Usage: Command Line Interface

Syntax
  1. make scrape y=<YEAR> m=<MONTH>
  2. make scrape y=<YEAR> m=<MONTH> > <path/to/outputFile>
Usage
  1. Get codes for May 2021, printed to terminal: make scrape y=2021 m=5
  2. Get codes for May 2021 and output to a file "myfile.txt": make scrape y=2021 m=5 > myfile.txt
Examples

Command:
make scrape y=2021 m=5

Response:

[('#', '619340'),
 ('#', '619355'),
 ('*', '619357'),
 ('*', '619358'),
 ('*', '619359'),
 ('#', '619325'),
 ('#', '619328'),
 ('*', '100850'),
 ...
 ('#', '613102')]

Usage: Python API

Using get_codes_by_yyyy_mm() will return a list of tuples.

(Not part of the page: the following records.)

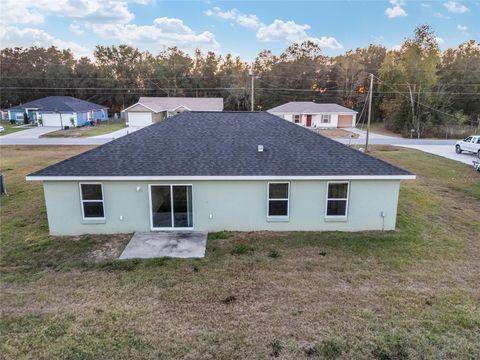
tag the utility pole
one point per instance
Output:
(252, 95)
(370, 94)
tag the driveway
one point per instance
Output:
(446, 151)
(32, 133)
(146, 245)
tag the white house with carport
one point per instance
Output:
(212, 171)
(58, 111)
(314, 115)
(153, 109)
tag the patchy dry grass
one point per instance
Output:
(101, 129)
(11, 128)
(412, 293)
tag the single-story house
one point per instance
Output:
(315, 115)
(153, 109)
(212, 171)
(58, 111)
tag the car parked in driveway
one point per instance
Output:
(470, 144)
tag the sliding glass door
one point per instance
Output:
(171, 206)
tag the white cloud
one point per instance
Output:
(226, 15)
(163, 32)
(12, 36)
(455, 7)
(75, 28)
(34, 12)
(245, 20)
(396, 10)
(278, 30)
(441, 16)
(290, 31)
(249, 21)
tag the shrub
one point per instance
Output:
(277, 347)
(331, 349)
(240, 249)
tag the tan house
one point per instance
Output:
(153, 109)
(314, 115)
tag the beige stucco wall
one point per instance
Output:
(316, 119)
(233, 205)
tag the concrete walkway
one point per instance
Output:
(146, 245)
(446, 151)
(33, 133)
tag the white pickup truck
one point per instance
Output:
(470, 144)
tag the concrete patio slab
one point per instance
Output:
(146, 245)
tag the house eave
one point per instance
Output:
(217, 178)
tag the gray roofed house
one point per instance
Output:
(214, 171)
(58, 111)
(153, 109)
(316, 115)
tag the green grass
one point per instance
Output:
(104, 128)
(410, 293)
(9, 128)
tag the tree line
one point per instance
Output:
(416, 87)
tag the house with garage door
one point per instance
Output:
(58, 111)
(314, 115)
(212, 171)
(153, 109)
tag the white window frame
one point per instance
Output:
(84, 201)
(152, 228)
(346, 204)
(287, 199)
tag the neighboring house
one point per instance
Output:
(153, 109)
(211, 171)
(58, 111)
(314, 115)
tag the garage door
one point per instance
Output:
(345, 120)
(139, 119)
(53, 120)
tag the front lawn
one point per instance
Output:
(9, 128)
(412, 293)
(101, 129)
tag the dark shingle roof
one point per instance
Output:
(222, 144)
(60, 103)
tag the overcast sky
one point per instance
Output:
(238, 27)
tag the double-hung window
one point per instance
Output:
(278, 195)
(337, 199)
(92, 201)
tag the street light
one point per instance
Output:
(61, 120)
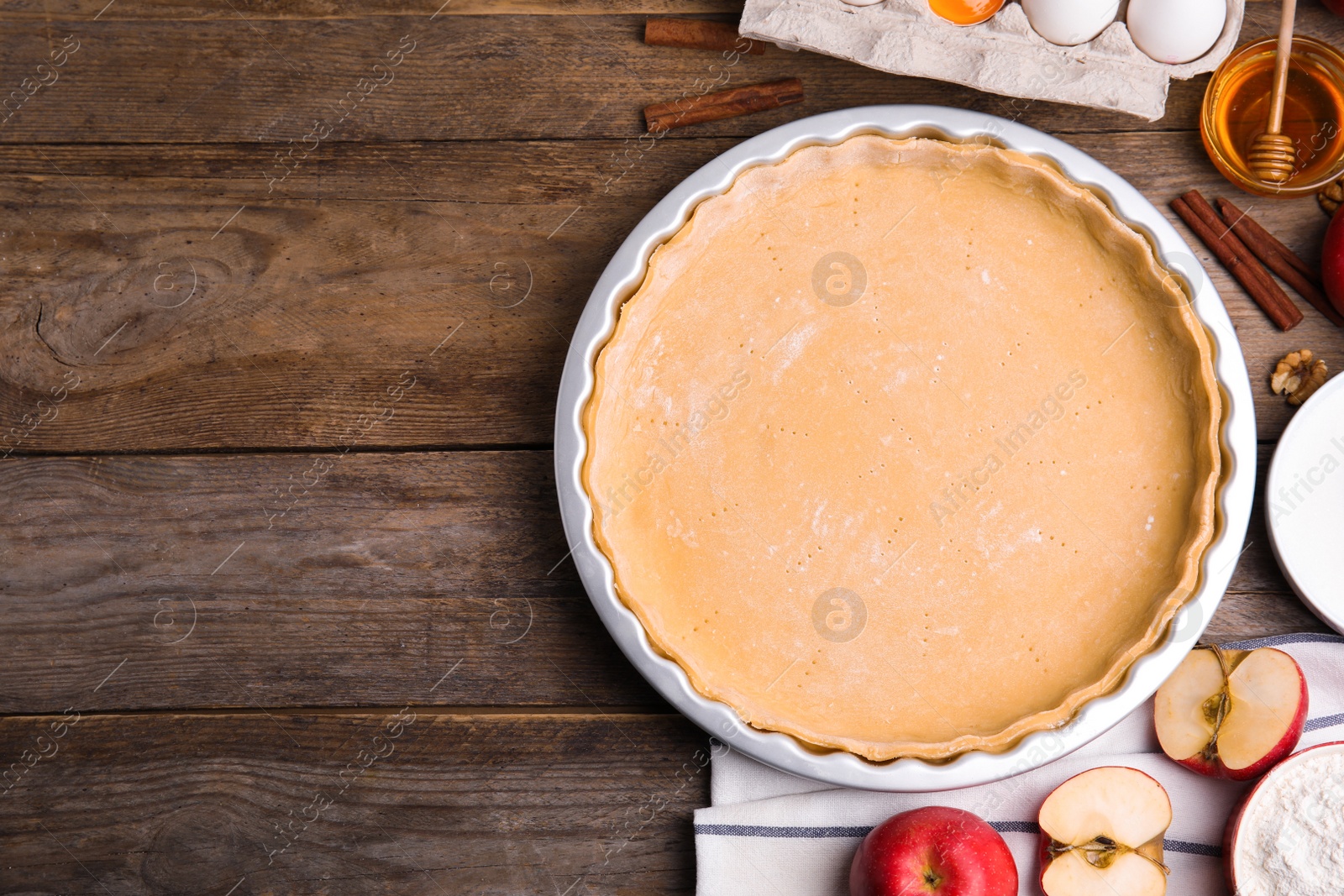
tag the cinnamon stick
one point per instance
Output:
(726, 103)
(1200, 217)
(1280, 258)
(1245, 224)
(698, 34)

from omim2obo.omim_code_scraper import get_codes_by_yyyy_mm

code_tuples = get_codes_by_yyyy_mm('2021/05')

Release files

  • omim.ttl: OMIM ontologized
  • omim.sssom.tsv: SSSOM mapping file
  • mondo-omim-genes.robot.tsv: ROBOT template for adding OMIM genes to Mondo
  • review.tsv: Special cases to consider for manual review

Notice: These are generated based on the latest downloadable data files from omim.org, updated daily, rather than what is seen on the omim.org/entry/MIM# pages. Note that the data files and the entry pages aren't always in sync, and that one or the other may be slightly more up-to or out-of date for a period of time.

review.tsv

Columns:

  • classCode: integer: ID of review case class
  • classShortName: string (camelCase): describing the review case class
  • value: any: Some form of data to review
  • comment: string (optional)

1. causalD2gButMarkedDigenic

This review case involves what would be otherwise considered a valid disease-gene relationship, but for the fact that it quite unusually includes 'digenic' in the label, even though it only had 1 association. OMIM doesn't have a guaranatee on the data quality of its disease-gene associations marked 'digenic', so for any of these entries, it could be the case that either (a) it is not 'digenic'; OMIM should remove that from the label, and Mondo can make an explicit exception to add the relationship, or could otherwise wait until OMIM fixes the issue and it will automatically be added, or (b) it is in fact 'digenic', and OMIM should add the missing 2nd gene association.